Bitcoin (BTC) fails to stay above $20K – can stablecoin inflow help?

bitcoin btc stablecoin USDT BUSD USDC

YEREVAN (CoinChapter.com) – Bitcoin (BTC) struggled with a lack of bullish momentum and failed to conquer the $20,000 support. As a result, the flagship crypto declined 6% in the previous five days and traded at $19,300 on Oct 10.

Can USDC pump BTC?

While the bullish break is nowhere in sight, Ki Young Ju, the chief executive of crypto analytical platform CryptoQuant, pointed out the importance of stablecoins in the possible BTC recovery. Moreover, the expert singled out the USD coin (USDC) as the most influential of the pack.

The next Bitcoin parabolic bull run might begin when massive USDC flows into exchanges. For now, 94% of the USDC supply is outside exchanges, some of which are owned by TradFis like BlackRock, Fidelity, Goldman Sachs, etc. They’ll move when they get orders from their clients

commented Young Ju.
USDC exchange inflow declining. Source: CryptoQuant
USDC exchange inflow declining. Source: CryptoQuant on Twitter.com

The aforementioned assessment is based on the fact that USDC is largely ‘entangled’ with mainstream financial giants. However, crypto-native stablecoins such as Tether USD (USDT) and Binance USD (BUSD) can make a change as well.
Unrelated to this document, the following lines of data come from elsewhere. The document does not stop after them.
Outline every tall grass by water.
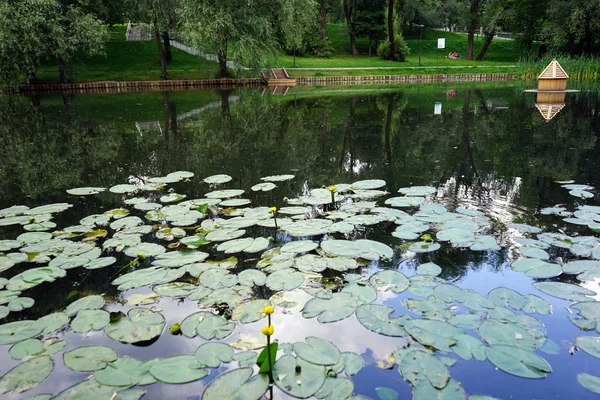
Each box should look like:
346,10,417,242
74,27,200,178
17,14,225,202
515,53,600,81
Bitcoin and crypto-native stablecoins

Stablecoins could be considered a middle ground between cryptocurrencies and the fiat economy. They tend to speed up trades on exchanges by ‘impersonating’ a fiat currency and its value. Thus, stablecoins keep traders inside the crypto market, eliminating the necessity of turning to actual dollars or another fiat.

Meanwhile, companies that issue stablecoins promise to back their value by storing currencies in their reserves. So, when traders deposit stablecoins on exchanges, it represents their likelihood of spending the tokens for cryptocurrencies.

According to CryptoQuant, USDT, and BUSD, the third and seventh cryptos by market cap, experienced substantial inflows, boosting morale among Bitcoin bulls.

USDT and BUSD inflows into exchanges. Source: CryptoQuant on Twitter.com
USDT and BUSD inflows into exchanges. Source: CryptoQuant on Twitter.com

BTC exhibits bearish technicals

Meanwhile, the charts remain indecisive. BTC/USD exchange rate was likely to drop back to approximately $18,500, given the declining trading volumes. In short, dropping trading volumes indicate growing indifference among potential investors.

Bitcoin (BTC) in a descending triangle. Source: TradingView.com
Bitcoin (BTC) in a descending triangle. Source: TradingView.com

Also, the price action formed a ‘descending triangle’ setup and could confirm it in the upcoming sessions. The pattern features a descending resistance and flat support. If the triangle plays out, STC/USD could drop an additional 60%, equivalent to the drop preceding the triangle. Thus, the possible confirmation would pin the target price at $7,300, the lowest value since 2018.

Also read: Bitcoin’s ‘digital gold’ narrative is back? Strengthened correlation says yes.

Additionally, the geopolitical situation across the globe and the bearish macroeconomic environment testify to the bearish prognosis, at least in the short term. The upcoming quarter will tell if stablecoin inflow would be enough to pump Bitcoin into a new bull run.